Caller ID must download and parse an entire email message before it can apply itself, and it uses XML (Extensible Markup Language) to encode information in the DNS record. SPF is less formal (although its proponents are working towards having it ratified as an Internet standard) but it can work with just the message envelope, which mail servers read before they even see the message headers and body.
SPF-enabled mail servers should be able to read Caller ID records, however, because of the similarity in approach. They’re not inconsistent with one another, despite their different tacks.
Caller ID might better avoid issues with the kinds of legitimate spoofing described above because it may be capable of better analyzing the path of legal forwarded addresses or mailing list addresses.
From what I can tell at the moment, Microsoft will provide royalty-free licenses for any patents necessary to implement Caller ID. There are currently no patents associated with SPF, and its inventor has publicly declared his intent to keep SPF royalty-free should any future defensive patents become necessary.
Can SPF Succeed? SPF definitely suffers from the chicken and egg problem, but early adoption from AOL and other major ISPs might give it a boost. I expect that many large ISPs will find it worthwhile to adopt SPF as soon as the mail server software is widely tested – no ISP wants to be an early adopter – because it could radically reduce the amount of email that they process and store.
Early adoption by ISPs has a huge advantage: the ISPs could start preventing the massive amount of returned email that wasn’t sent from their users, which is part of the overwhelming problem of spam – but only part of it.
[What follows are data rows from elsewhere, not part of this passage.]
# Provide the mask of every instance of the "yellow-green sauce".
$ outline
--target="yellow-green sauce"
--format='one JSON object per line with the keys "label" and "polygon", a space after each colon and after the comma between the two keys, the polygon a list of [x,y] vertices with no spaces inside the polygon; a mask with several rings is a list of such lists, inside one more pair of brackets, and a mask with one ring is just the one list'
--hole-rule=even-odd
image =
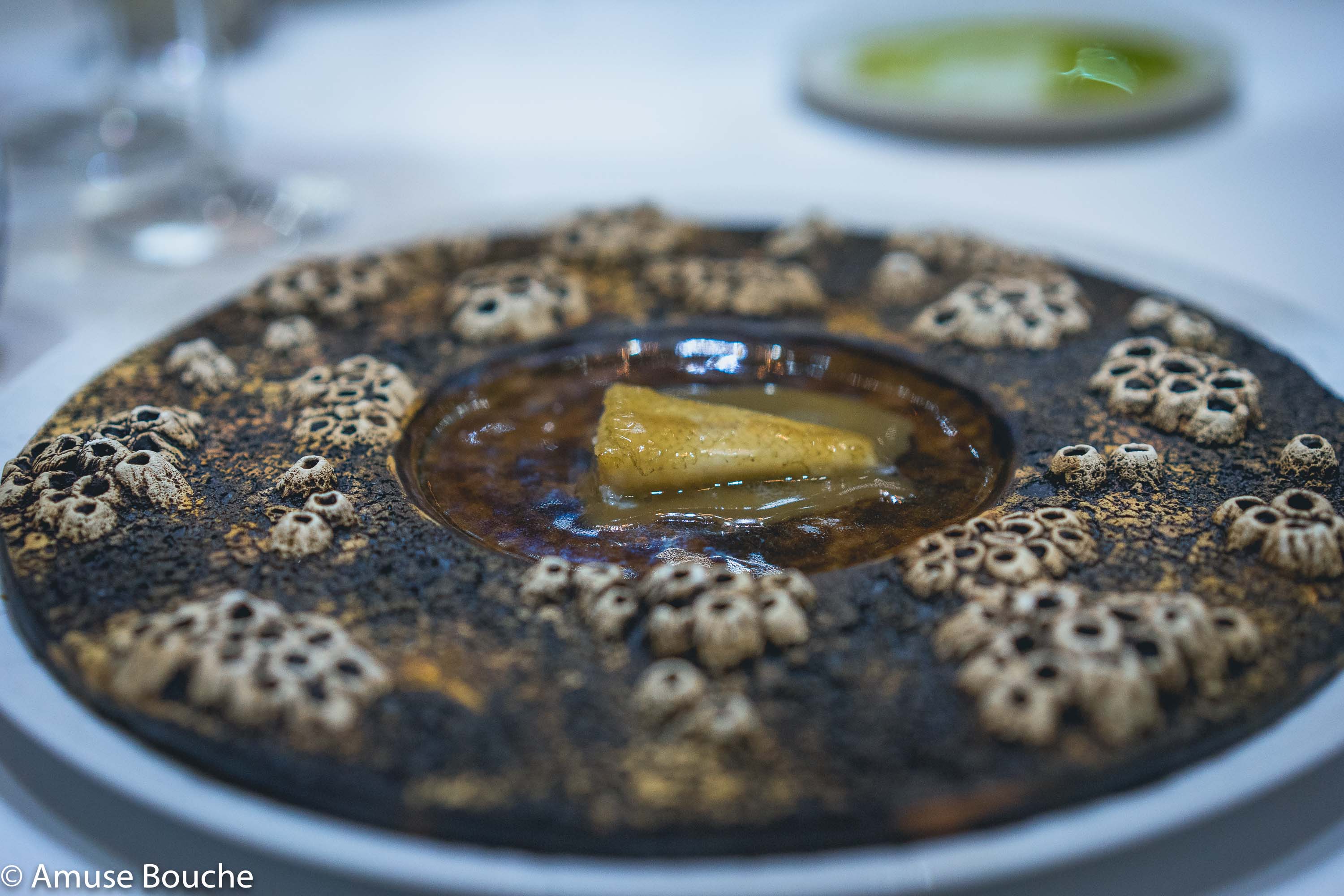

If SPF is adopted by a large number of ISPs, spammers will start using domains that lack SPF records, and it’s likely that those domains would be shunned, much as happens with domains that allow open relay exploitation by spammers. Because most domains are hosted by ISPs, the ISPs would then encourage or even require their customers with domains to have SPF records.
Ultimately, as the SPF site itself notes, spammers would register new domains and provide SPF records for those domains, but ISPs could out-evolve this approach given that existing tools could easily recognize and block email from domains – particularly newly registered domains – that send only spam.
Spammers Always Find a Way — Of course, spammers always find a way around any difficulty. It’s hard to blame them in one sense, because spam is evolution in action. Much like fruit flies cycle through generations so quickly they’re used to test ideas of genetics, spammers send out so many billions of messages that it’s natural (in the worst sense) that the ones that slip through inform them how to build better spam-sending engines. This doesn’t mean we in any way approve of spam, but it does explain the inevitability of spam adaptations.
SPF solves a part of the problem, but not the whole problem. Spoofing is just one aspect of spam, but reducing even part of the spoofing problem reduces the overall demands on each email system as well as the amount of illegitimate email that’s sent. No magic bullet exists that will end the battle against spam, but all domain owners should take a hard look at SPF. It’s just one more tool in the arsenal of keeping a clean mailbox, but either SPF or something like it is in our future.